To kickstart this week’s topic – ‘Taking that first step . . . when you were afraid’, let me share one such fun episode from more than a decade before.

I was in the University pursuing my Post Graduation. The famous apparel chain Pantaloons had just opened their first outlet in Bhubaneswar. My University being just a few kilometers away, my friends and I decided to pay a visit after classes got over one day. We were excited, especially because there weren’t too many big brand outlets and malls in the city that time.

We weren’t disappointed! The stock of apparels and accessories pleased our eyes, though being students still, we didn’t have much money at our disposal to splurge. Once we were done with the ground floor, it was time to move up to explore what the other two floors had in store. There came the catch! Having been designed as a mini-mall of sorts sans food court, there were escalators to ferry customers to and from each floor. No staircase. No lift.

My first exposure to an escalator and the accompanying hesitation to take the first step! One by one all my friends stepped on the escalator and reached the first floor while I was still stuck in the ground floor. Somehow, I couldn’t muster enough courage to take that first step. My friends soon realised that I wasn’t with them and called out to me, to which I simply gave the excuse that I had to explore a few more collections in the ground floor.

After some time when I still didn’t reach up to the first floor, one of my friends understood the reason. It was very sweet on her part to come down to the ground floor, hold my hand and take me to the escalator – all the way assuring that she would be going up with me holding my hand. And, that is just what she did!

Lo! We reached the first floor hand in hand and joined the others in exploring the stuff there. The same friend held my hand while descending from the first floor to the ground floor as well. The others who had by that time known what had kept me downstairs, went down and and encouraged me to do so. But, this friend stayed back, held my hand, stepped on the escalator with me and gave me the courage to move downstairs.

It has been more than a decade to that first exposure to an escalator. Surely, I don’t spare a second before stepping onto escalators now! But, the memory of that first step sure makes me chuckle 🙂

As I stepped out of Pantaloons that evening thanking my friend endlessly for lending her hand to help me overcome my fear, I learnt a very important life lesson – first steps aren’t always cakewalks!

Across life’s pathways, being sensitive to others’ first steps helps makes the journey pleasant for them. At times encouragement from a distance helps. But at a few other times, what is needed is to extend the hand to hold on to and take the step together. It helps address the inner fear and the accompanying hesitation along with providing the confidence and the courage for an independent step in the future.

Coming to escalators, now that I don’t bat an eyelid before using escalators, I always look out for people who might be in the same place that I was years before and extend them a hand with a few words of courage. I am grateful to God for teaching me such a vital lesson from the experience that day and also for reminding me how He holds my hand across life’s myriad pathways with His promises – “When you pass through the waters, I will be with you; and when you pass through the rivers, they will not sweep over you . . .”

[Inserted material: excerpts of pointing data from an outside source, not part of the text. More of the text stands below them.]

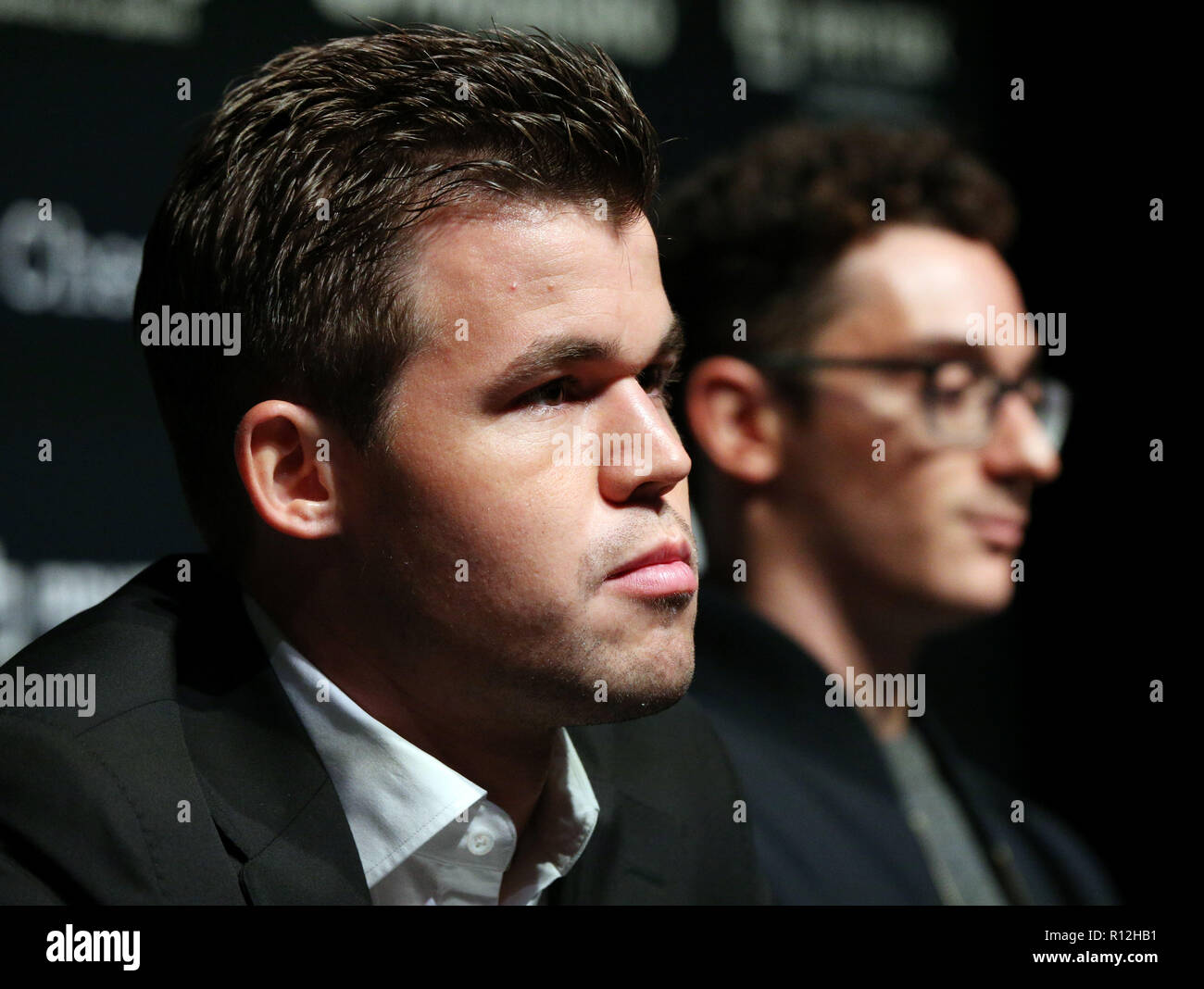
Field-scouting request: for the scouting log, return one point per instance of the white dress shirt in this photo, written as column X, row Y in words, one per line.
column 425, row 834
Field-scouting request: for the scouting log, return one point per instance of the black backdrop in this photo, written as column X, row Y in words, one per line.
column 1054, row 695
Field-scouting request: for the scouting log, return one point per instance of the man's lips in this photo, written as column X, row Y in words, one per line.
column 1003, row 531
column 665, row 570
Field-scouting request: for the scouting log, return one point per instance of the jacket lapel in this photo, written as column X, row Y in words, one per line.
column 266, row 787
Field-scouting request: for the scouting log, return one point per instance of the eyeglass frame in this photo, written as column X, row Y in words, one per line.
column 928, row 366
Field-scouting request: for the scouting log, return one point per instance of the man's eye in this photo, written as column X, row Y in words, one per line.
column 658, row 379
column 553, row 394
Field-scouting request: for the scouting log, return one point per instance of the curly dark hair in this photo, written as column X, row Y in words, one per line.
column 384, row 129
column 758, row 233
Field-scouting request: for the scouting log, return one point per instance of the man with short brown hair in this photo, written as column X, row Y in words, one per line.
column 404, row 317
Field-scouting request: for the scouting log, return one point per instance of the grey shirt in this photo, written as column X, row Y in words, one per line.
column 956, row 860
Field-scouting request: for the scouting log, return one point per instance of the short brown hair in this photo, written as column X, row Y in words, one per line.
column 386, row 129
column 757, row 235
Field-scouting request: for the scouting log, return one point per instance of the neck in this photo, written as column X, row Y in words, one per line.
column 420, row 696
column 835, row 615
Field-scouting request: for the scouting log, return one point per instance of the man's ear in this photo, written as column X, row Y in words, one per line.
column 284, row 455
column 734, row 420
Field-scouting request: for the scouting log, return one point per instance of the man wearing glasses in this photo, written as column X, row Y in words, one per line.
column 867, row 470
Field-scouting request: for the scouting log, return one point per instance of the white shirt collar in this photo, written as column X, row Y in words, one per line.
column 425, row 833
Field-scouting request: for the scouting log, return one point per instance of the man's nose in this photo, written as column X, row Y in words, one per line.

So yes, a fun outing turned into a vital learning that day. To be sensitive and respond to someone’s inner fear of the first step does more than you can think of in many ways. It helps keep your conscience alive and responsive (that’s to your benefit) and helps the other person reach a new level of confidence along with accomplishing the immediate goal at hand.

 And if you are a person hesitant or afraid to take a first step in any area of your life – literally or otherwise, I would like to encourage you that a helping hand would soon come by. Don’t stop . . . move on!